Definition of free kick in US English:

free kick


  • (in soccer and rugby) an unimpeded kick of the stationary ball awarded to one side as a penalty for a foul or infringement by the other side.

    • ‘He certainly is the most confident - whether he is making saves or taking penalties or free kicks.’
    • ‘Charlton were awarded their own free kick, again just inside the opponents' half.’
    • ‘His ability to cross the ball and pass it over very long distances absolutely astonishes people and his free kicks have keepers simply watching the ball as it storms into the net.’
    • ‘He can dribble, he is not afraid to beat men, and of course he can cross, shoot and take free kicks perfectly-what more could you really want from a midfielder?’
    • ‘Worcester Park were then awarded a free kick just outside the area, which was struck home in to the top corner.’
    • ‘Whenever there is a free kick he is always o the ball and he can produce magic from nothing.’
    • ‘The Dutchman's free kicks are usually less finely placed than a Beckham or Zidane special but make up for that by the tremendous power he achieves even while looping the ball over a wall.’
    • ‘It's important for all officials to understand the rules regarding free kicks and to make the right call, not only on the opening kickoff, but on all free kicks.’
    • ‘He was awarded two free kicks but gave none away.’
    • ‘He is exceptional at long balls, crossing and at free kicks and has made goals from all over the park for United.’
    • ‘She demonstrated during the 1999 Women's World Cup her ability to thread a needle with her free kicks.’
    • ‘He is an amazing crosser of the ball and passer, and when it comes to free kicks, he can be said to be the best in the world, sometimes.’

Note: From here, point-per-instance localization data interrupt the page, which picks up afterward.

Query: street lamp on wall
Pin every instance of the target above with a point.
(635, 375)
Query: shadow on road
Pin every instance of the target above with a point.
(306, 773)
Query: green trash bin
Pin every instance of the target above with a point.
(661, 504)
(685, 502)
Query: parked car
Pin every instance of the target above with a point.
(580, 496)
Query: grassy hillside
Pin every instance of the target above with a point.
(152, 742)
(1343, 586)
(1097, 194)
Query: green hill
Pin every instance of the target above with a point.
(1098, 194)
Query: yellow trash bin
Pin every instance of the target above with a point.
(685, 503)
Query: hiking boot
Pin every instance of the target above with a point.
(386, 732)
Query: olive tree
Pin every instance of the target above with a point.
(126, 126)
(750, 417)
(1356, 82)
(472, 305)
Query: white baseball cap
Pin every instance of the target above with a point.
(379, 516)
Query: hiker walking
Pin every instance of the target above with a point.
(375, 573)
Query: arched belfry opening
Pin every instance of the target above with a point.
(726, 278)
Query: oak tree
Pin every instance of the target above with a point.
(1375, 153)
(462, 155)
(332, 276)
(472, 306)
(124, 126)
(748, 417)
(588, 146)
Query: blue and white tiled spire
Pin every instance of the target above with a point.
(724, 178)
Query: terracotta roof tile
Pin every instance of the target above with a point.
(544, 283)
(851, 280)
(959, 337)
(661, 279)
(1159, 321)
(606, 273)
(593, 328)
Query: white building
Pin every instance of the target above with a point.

    • ‘Under this new ruling match officials would in future award all free kicks at least 30 yards from where the incident took place.’

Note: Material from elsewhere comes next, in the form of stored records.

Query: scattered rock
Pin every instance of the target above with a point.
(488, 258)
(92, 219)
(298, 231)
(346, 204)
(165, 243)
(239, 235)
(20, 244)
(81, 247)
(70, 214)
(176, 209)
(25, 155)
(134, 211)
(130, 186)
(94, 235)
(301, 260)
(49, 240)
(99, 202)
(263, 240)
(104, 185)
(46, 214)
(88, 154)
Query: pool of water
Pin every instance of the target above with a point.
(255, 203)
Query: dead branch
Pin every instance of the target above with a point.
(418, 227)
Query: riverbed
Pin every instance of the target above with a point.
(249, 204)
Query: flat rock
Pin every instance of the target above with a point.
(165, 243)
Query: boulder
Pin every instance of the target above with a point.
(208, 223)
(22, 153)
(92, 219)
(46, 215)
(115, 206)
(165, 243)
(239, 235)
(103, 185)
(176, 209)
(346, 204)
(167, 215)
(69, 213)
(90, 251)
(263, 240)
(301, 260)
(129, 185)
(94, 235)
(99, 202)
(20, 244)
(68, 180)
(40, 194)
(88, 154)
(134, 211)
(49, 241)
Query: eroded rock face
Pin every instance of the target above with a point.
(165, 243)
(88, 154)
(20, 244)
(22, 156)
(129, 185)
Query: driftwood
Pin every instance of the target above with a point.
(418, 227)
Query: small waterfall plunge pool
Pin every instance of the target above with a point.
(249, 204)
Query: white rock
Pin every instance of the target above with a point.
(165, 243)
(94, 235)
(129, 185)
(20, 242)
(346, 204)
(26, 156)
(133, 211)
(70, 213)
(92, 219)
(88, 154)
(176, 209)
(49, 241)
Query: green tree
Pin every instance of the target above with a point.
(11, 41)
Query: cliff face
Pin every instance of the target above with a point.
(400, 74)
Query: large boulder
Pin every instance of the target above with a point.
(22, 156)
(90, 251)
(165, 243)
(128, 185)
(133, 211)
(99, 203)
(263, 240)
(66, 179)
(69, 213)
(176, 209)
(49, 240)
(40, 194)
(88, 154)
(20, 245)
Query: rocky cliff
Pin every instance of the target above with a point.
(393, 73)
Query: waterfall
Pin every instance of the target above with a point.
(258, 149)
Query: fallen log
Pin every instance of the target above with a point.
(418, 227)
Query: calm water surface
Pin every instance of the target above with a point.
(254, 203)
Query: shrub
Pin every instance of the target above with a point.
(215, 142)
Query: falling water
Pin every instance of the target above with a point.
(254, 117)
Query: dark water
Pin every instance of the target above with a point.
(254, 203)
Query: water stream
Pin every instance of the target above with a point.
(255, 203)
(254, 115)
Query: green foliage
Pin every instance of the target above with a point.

    • ‘I saw David Beckham line up the free kick and remarked that this would be a handy time to score.’
    • ‘He also, perhaps crucially, failed to insist on the Brazilians moving the statutory distance back at free kicks around their own penalty area.’
    • ‘Once at Chelsea, we spent all week rehearsing pushing out at free kicks, catching the attacking side offside.’
    • ‘His accuracy and power in the free kicks is brilliant, although I think Beckham is better than him.’
    • ‘A dangerous Kilmarnock attack had been stemmed by the award of a free kick to Motherwell on the edge of the box.’
    • ‘He is an expert at dead ball situations and free kicks.’
    • ‘I thought we were staring at another defeat when the whistle blew for a free kick to City deep into injury time.’